In Figure 5, we compared our results with a study conducted to investigate patients with recessively inherited coagulation disorders from Italy, Iran [1], and India [27] countries with high rates of bleeding disorders due to consanguineous marriages. In the present study out of 435 patients suspected of having a bleeding disorder, 80 were diagnosed as having rare bleeding disorders. After hemophilia A with 148 patients, vWD type 3 was the most common with 95 patients (33.5%), although, in a similar, local study, the percentage was 51.4% [28], in Iran, it was 50% and in Italy just 4% [1]. The second most common deficiency found in this study was fibrinogen deficiency in 16 patients (20%).
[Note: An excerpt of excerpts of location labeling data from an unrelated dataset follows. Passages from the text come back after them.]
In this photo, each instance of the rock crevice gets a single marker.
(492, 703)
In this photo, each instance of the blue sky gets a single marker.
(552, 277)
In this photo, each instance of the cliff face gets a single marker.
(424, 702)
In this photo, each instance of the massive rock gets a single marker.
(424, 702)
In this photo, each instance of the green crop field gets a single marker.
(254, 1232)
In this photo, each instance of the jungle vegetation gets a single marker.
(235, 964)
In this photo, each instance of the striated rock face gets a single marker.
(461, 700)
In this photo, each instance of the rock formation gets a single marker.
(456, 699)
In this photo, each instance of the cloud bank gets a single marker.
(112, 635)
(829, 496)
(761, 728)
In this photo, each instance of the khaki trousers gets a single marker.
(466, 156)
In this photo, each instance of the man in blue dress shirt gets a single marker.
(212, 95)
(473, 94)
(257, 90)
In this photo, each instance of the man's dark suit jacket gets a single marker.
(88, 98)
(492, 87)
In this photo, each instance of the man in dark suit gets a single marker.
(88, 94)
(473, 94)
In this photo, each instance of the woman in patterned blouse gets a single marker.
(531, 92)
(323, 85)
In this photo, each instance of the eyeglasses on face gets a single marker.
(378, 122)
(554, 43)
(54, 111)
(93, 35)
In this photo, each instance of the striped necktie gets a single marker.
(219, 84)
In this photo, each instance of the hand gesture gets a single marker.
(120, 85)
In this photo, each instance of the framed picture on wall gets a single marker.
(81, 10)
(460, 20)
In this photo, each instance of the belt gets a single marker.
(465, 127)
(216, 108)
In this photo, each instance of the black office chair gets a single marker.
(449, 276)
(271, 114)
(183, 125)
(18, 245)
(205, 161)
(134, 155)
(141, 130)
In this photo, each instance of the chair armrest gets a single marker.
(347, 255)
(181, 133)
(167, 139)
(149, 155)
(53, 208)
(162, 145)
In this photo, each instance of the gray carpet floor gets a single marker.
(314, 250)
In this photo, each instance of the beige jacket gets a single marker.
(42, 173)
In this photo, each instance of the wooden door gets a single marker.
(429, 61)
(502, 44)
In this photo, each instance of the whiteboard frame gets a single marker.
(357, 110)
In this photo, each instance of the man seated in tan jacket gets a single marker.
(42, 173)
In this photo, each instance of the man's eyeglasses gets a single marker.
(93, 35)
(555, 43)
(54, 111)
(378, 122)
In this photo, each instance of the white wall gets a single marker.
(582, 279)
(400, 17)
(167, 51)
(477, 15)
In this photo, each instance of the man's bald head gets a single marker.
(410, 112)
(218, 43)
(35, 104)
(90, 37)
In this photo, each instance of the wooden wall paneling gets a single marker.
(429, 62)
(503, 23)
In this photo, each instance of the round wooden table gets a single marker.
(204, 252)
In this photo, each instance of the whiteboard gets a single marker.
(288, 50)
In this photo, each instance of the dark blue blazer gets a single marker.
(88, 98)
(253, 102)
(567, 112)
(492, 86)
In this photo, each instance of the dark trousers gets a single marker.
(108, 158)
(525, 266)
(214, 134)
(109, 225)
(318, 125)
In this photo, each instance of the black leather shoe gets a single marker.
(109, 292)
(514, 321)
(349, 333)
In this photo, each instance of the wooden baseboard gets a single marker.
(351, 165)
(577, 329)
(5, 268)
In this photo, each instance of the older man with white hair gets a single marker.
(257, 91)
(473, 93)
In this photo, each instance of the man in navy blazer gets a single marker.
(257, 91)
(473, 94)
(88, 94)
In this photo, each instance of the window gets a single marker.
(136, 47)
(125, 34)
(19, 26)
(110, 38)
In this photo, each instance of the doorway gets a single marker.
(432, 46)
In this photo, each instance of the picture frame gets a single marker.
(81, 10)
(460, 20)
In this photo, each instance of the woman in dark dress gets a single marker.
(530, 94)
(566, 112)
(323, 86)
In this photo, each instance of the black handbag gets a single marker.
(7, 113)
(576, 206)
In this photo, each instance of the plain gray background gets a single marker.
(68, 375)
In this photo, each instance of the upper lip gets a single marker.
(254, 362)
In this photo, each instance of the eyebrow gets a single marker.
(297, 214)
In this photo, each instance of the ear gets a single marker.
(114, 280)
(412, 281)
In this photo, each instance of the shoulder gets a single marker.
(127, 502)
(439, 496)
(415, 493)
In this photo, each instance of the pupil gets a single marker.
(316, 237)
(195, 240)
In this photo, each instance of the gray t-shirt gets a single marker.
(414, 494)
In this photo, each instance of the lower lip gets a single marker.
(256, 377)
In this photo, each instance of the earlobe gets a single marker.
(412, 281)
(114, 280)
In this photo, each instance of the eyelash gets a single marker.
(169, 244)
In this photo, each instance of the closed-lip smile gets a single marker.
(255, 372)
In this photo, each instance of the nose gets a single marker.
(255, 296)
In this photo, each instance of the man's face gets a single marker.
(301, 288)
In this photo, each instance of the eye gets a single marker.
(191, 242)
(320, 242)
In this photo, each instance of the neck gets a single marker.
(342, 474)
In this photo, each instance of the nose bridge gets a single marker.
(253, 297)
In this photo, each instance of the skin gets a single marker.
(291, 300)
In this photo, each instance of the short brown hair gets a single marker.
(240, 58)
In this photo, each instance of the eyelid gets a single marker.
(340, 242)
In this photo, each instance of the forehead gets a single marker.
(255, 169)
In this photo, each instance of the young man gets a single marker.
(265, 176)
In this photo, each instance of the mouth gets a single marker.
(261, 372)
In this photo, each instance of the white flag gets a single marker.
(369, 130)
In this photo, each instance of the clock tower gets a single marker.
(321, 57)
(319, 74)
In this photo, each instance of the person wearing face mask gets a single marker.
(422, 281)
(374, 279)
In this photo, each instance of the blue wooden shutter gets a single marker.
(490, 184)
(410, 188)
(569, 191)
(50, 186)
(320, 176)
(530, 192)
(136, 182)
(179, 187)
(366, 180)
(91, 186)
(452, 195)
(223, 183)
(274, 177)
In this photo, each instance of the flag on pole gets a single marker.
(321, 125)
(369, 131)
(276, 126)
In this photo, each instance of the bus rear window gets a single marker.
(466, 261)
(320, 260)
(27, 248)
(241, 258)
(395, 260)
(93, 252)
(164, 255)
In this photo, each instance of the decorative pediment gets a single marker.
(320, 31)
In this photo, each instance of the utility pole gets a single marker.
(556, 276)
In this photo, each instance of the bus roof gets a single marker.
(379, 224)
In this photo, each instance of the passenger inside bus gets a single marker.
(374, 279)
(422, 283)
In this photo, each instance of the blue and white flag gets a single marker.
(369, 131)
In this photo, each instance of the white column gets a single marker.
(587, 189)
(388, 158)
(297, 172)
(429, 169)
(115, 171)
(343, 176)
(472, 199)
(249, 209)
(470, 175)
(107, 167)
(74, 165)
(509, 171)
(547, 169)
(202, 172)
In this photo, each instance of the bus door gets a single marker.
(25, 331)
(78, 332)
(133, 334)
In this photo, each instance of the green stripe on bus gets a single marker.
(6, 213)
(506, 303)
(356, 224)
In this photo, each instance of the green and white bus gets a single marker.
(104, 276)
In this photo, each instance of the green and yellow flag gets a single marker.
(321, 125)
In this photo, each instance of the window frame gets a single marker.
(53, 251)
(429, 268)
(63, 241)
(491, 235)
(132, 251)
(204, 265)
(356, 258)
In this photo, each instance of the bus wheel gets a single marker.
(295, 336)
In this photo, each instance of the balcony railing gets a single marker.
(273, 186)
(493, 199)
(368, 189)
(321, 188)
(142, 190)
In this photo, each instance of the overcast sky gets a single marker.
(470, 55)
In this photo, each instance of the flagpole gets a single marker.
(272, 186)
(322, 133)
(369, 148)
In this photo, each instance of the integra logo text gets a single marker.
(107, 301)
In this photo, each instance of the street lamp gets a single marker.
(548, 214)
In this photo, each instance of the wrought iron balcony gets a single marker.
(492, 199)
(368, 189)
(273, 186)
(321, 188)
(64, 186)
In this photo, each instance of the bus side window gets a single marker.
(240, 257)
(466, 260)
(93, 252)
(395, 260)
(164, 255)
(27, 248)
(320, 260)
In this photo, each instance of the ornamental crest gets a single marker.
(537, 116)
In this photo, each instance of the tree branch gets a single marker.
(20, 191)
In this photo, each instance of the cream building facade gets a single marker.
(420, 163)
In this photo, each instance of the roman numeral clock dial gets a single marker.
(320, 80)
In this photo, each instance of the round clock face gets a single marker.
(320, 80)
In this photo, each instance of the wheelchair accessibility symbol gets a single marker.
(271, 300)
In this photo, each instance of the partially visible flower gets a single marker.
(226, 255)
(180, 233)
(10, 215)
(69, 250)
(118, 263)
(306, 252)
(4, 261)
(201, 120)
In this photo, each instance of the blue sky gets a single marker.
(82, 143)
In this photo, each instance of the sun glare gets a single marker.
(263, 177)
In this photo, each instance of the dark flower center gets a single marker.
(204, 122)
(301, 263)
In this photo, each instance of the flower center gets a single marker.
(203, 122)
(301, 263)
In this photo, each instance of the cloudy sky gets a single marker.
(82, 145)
In an earlier, local study, it occurred at a rate of 2.9% [28], 11% in the Iranian study, 8% in the Italian study [1], and 10% in the Indian study [27]. This bleeding disorder is a clinically important diagnosis in this geographical location because if diagnosed early it can prevent fatal bleeding episodes. GT, a relatively well-understood platelet disorder, was diagnosed in 7 (8.75%) of patients, the rate of diagnosis was 6.9% in the Iranian study, 4.7% in the Italian study, and 8.1% in an earlier Pakistani study.

Conclusion

It can be concluded from this data that hemophilia A is considered to be highly prevalent among all bleeding disorders. Hemophilia A is more frequent than hemophilia B. VWD type 3 has the highest incidence amongst the ARBDs in our study cohort followed by fibrinogen deficiency. Glanzmann thrombasthenia was found to be the third most common disorder among ARBDs. The incidence of autosomal recessive bleeding disorders in this region is higher than previously thought.